Bimo tidak langsung membalas pesan para sahabatnya. Bimo berikir sejenak untuk mengiyakan ajakan dari mereka. Bimo merasa malu dan masih tidak bersemangat untuk keluar rumah. Namun, Bimo juga ingin bertemu para sahabatnya agar tidak merasa kesepian. Akhirnya, Bimo memutuskan untuk ikut dengan mereka.

 

“Ya udah deh Cek. Jemput gue ya.”, tulis Bimo mengiyakan.

“Siap brother.”, balas Andrew.

“Yang lain kumpul di tempat Jawa aja ya. Gue jemput di sana sekalian. Naik mobil gue aja jadinya, enggak usah misah.”, tulis Andrew.

“Ya udah, boleh Cek. Tar gue langsug ke tempat Jawa.”, balas Donny.

“Jam berapa Cek?”, tanya Joko.

“Jam limaan gue jemput. Standby aja. Gue ke tempat Bimo dulu jam empat.”, balas Andrew.

“Nanti gue jemput jam empat ya Bim.”, tulis Andrew lagi.

“Oke Cek.”, balas Bimo.

“Oke noted.”, balas Edwin.

“Terserah lo Bing.”, balas Andrew

“Terserah lo Bing.”, balas Joko sambil tertawa geli di tempat kosnya.

“Terserah lo Bing.”, tulis Donny dan Bimo mengikuti.

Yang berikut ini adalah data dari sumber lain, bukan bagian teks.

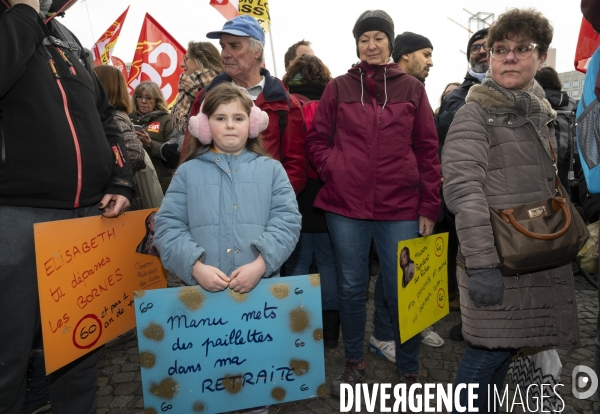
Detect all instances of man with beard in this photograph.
[392,32,433,83]
[0,0,134,414]
[435,28,489,341]
[438,28,489,118]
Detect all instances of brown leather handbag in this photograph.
[489,145,590,276]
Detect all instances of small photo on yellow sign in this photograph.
[398,233,449,343]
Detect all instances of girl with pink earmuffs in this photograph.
[154,83,301,293]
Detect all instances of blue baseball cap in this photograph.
[206,14,265,46]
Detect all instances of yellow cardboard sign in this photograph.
[34,210,167,374]
[398,233,449,343]
[239,0,271,33]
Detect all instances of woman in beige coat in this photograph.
[442,9,579,412]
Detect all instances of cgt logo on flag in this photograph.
[127,13,185,106]
[148,121,160,134]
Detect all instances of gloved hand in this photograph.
[467,268,504,308]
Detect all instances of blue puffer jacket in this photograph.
[154,149,301,285]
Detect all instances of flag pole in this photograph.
[269,21,279,78]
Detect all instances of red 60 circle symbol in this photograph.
[73,313,102,349]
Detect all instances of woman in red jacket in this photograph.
[306,10,441,395]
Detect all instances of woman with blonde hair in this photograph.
[129,81,175,193]
[161,41,225,168]
[442,9,579,413]
[94,65,146,210]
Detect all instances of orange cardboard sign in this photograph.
[148,121,160,133]
[34,209,167,374]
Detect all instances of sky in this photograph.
[61,0,582,108]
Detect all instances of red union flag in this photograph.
[575,17,600,73]
[90,6,129,66]
[210,0,239,20]
[127,13,185,106]
[110,56,129,82]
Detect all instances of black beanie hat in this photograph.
[392,32,433,63]
[467,27,490,62]
[352,16,394,58]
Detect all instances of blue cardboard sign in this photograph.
[135,275,327,413]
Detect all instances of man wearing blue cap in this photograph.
[185,15,307,194]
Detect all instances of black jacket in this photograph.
[435,72,481,159]
[0,4,134,209]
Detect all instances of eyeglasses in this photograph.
[469,43,485,55]
[490,43,538,61]
[135,95,154,102]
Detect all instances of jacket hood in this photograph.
[348,60,406,113]
[134,109,169,121]
[465,85,556,118]
[348,60,406,79]
[544,89,569,109]
[0,0,77,23]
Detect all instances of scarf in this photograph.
[481,71,556,131]
[171,69,217,131]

“134176547!!!”, balas Edwin.

 

Andrew, Joko, Donny, dan Bimo tertawa di rumah masing-masing melihat Edwin yang sudah kesal dan menghentikan percakapan di grup. Mereka mempersiapkan diri untuk acara nanti sore. Mereka begitu bersemangat untuk bertemu. Begitupun juga Bimo yang masih berduka, juga bersemangat untuk bertemu dengan para sahabatnya. Perlahan, kesedihan di hati Bimo berangsur hilang dan digantikan dengan perasaan ikhlas dan tetap bersyukur atas semua kejadian ini. Bimo merapikan tempat tidurnya. Masih tampak sisa air mata yang membasahi kasurnya. Bimo mengambil dan menatap foto Ayahnya yang ada di meja.